I know it’s not the General Election “night” any more, but the title offers a nice symmetry with the title of my last blog post. I have slept a little, and now I’ve seen the results so far. And given the Conservative position this morning, it is actually dark, dark night…
I want to make two brief comments before I go to work.
Don’t blame Scotland for the Tories getting in
The BBC is reporting the numbers as follows: 630 of 650 constituencies have results in, and of these:
- 315 Conservative
- 228 Labour
- 56 Scottish National Party
- 8 Liberal Democrat
- 8 Democratic Unionist Party
- 4 Sinn Fein
- 3 Plaid Cymru
- 3 Social Democratic & Labour Party
- 2 Ulster Unionist Party
- 1 UKIP
- 1 Green Party
One very simple point to be made here: no Labour supporter should be blaming Scotland for voting SNP – that is not what has caused the Labour vote to collapse. Even if every single person in Scotland had voted Labour, resulting in 59 ‘red’ seats, that would still only result in them having 281 seats, and the Conservatives would still be way ahead. England needed to vote Labour to defeat the Tories – and it did not do so.
The votes in the two countries, as I wrote in the middle of the night, highlight that these are two different countries:
The Labour party in England, as the only larger party that can claim to be anywhere near the left (even though it is mostly centre-right – and that is the problem), needs to undergo radical rethinking. All of us can help with this – I suspect it is not something the Labour party can do on its own. But it needs to be open to listening to others, and that is not something that it is particularly good at. However, it’s to be hoped that the removal of arch-Blairites like Murphy, Balls et al, will help in this regard.
We have to resist: we have to throw sand in the works
But more generally, now is not the time for despair. We need to defend key areas in addition to opposing Trident (weapons that most of us reject): attacks on education, health, the poor, disabled, people of colour, the environment, wildlife and more will increase in viciousness and intensity with a second Conservative term in office – and we need to work fast and purposefully. A Conservative majority, as now seems inevitable, will mean devastating attacks in all these areas. Every opportunity to throw sand in the works at Westminster needs to be supported if it will help defend those who are at the margins, regardless of the party doing the throwing. We need to rely on our MPs to do what they can at Westminster (and I have faith in the SNP’s MPs and many Labour MPs to do precisely that). If you have a Labour MP and are in doubt about their willingness to do this (a lot of them are pretty right-wing), you have to start writing, telephoning, meeting them – this is a representative democracy, and they need to represent you. If you are unfortunate enough to have a Conservative MP, you need to make it clear they are not speaking in your name – that is a harder and more dreary task, but find solidarity networks to support you, if need be online (downside: it’s harder to share cake online…!).

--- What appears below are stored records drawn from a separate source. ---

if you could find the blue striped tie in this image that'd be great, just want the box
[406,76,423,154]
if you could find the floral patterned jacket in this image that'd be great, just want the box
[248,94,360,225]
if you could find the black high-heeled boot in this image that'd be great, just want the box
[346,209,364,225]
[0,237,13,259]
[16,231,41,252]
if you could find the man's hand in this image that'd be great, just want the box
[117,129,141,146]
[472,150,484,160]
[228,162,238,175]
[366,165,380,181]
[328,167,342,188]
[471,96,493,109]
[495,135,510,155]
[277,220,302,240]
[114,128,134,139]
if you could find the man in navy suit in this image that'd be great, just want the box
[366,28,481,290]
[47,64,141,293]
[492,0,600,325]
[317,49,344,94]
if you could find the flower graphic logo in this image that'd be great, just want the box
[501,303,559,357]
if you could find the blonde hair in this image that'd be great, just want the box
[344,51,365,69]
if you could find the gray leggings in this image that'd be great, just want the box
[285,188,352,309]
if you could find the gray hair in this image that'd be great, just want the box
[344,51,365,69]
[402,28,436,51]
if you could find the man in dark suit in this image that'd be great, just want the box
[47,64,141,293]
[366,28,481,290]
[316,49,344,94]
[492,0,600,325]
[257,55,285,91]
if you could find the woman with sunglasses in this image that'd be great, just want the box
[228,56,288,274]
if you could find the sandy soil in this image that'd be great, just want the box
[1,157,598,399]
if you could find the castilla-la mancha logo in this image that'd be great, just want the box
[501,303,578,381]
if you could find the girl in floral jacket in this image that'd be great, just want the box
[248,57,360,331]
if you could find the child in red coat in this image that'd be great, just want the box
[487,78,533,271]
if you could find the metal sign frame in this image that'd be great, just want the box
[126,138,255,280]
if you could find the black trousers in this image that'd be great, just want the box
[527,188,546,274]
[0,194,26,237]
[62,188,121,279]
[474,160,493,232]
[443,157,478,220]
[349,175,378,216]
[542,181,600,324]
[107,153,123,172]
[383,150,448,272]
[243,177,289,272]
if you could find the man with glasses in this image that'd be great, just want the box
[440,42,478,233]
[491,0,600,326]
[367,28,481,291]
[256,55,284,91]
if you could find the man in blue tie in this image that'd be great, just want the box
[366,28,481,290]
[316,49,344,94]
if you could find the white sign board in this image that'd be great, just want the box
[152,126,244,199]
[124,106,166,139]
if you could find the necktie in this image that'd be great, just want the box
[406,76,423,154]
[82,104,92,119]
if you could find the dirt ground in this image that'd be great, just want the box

But we also need to do more: we need to throw sand in the works as engaged citizens: we have no other choice. As good democrats we can accept the outcome of the election (even though it’s a democratic travesty – see the Electoral Reform Society’s campaign against First Past The Post), but we can still oppose everything the Tories do. We need to do this for the whole of the UK, though it might be easier in Scotland, as Jonathon Shafi suggested:
We must not throw sand in the works for the sake of it, however, but to hinder and stifle the harm that the Conservatives will do to those who are least able to defend themselves. Cameron once talked about ‘the big society’ – forget that, we know it was a lie. What we need is a hugely engaged civil society, and it needs to count, it needs to make itself heard. If you object to Conservative policy, now is the time to show it. That means us: me, you, our colleagues, friends and family.
If you’re not yet in a political party, a trade union, an activist group… now is the time to join.
Now is the time to engage. Don’t delay. If you are in any doubt about the urgency behind this, here are two key issues that demand engagement:
- RedNorthUK‘s Twitter feed details stories of people who have died as a result of Tory cuts to social security (though this morning their feed is mostly angry commentary on the election outcome – scroll down if need be);
- The Detention Forum campaigns on asylum seekers and immigration, and highlights deaths and injuries and more for people in detention.
I don’t think it’s too extreme to say that the Tories’ policies are quite simply killing people, and we have to stop them.
Now is the time. And it’s up to us. Just us. There is nobody else.